The same is true when throwing to the running backs. Screens slow down the pass rush and passes to the flats are a good outlet for a quarterback under pressure.

With stars like Mike Evans and Chris Godwin threatening defenses downfield, these types of short quick hitters are largely open. They won’t be game changing plays, but enough of them can be death by 1,000 paper cuts.

These kinds of plays also protect Brady. Getting the ball out of his hands quickly and not putting too much strain on his arm is ideal. This is the best of both worlds.

Different Ball Carriers

There aren’t many bell cow running backs who you count on to generate offense every week. Guys like Derrick Henry and Jonathan Taylor are a rare breed. To be frank, Leonard Fournette is not that type of back.

That’s not to say he isn’t a good player. He’s powerful, fast and can really do some of everything. He can and should get the lion’s share of the rushing attempts.

However, there are other guys on this team who can carry the ball. Rookie running back Rachaad White is more of a pass catcher, but has excellent patience and vision. A guy like Scotty Miller has great speed to break a big play on designed runs for receivers.

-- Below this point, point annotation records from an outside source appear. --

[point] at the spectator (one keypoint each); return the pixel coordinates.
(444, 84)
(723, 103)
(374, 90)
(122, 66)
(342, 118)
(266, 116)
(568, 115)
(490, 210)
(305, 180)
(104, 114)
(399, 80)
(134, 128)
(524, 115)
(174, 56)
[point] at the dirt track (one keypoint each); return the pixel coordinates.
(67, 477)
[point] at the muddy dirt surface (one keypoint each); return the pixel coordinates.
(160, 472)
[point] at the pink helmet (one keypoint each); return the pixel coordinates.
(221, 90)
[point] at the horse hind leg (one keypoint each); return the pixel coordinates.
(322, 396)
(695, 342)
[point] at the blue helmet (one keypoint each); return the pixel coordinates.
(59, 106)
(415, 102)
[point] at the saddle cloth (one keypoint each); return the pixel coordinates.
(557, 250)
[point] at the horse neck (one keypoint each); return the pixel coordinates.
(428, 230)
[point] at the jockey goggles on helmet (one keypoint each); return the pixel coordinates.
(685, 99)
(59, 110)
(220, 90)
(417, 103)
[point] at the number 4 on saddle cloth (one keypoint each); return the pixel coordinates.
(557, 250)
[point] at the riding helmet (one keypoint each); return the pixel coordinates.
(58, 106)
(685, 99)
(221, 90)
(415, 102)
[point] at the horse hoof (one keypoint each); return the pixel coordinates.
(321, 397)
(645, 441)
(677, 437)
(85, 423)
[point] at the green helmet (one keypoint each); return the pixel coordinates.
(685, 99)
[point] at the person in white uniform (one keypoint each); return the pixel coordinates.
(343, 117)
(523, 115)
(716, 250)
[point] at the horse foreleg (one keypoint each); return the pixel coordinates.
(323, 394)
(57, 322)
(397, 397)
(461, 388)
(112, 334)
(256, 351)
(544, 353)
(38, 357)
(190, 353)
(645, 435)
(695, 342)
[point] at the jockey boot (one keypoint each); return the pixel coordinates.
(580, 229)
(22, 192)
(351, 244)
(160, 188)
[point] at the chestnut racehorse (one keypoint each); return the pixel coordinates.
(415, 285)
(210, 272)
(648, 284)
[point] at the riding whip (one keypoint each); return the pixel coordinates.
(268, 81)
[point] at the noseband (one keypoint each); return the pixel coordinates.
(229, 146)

The more threats there are to run the ball, the more opponents have to account for. That slight hesitation that comes from thinking often leads to additional yards and sometimes big explosive plays.

Formations and Motions 

The Bucs don’t have the offensive line to just power the ball down the middle of a defense. They can’t just always go under center and expect to win their matchups in the trenches.

What they can do is spread defenses out and keep them on their heels. Running out of shotgun or pistol is something the Buccaneers must utilize more. This can lighten the box and create smaller opposing personnel packages.

Pre-snap shifts and motions can also help. The more the offense keeps changing, the more the defense has to communicate and adjust. It’s only a matter of time until mistakes are made or a defender takes too long to process what’s happening.

Just how different ball carriers can slow down a defense, different looks from the offense can do this even more. Keep defenses guessing and thinking and only good things can happen.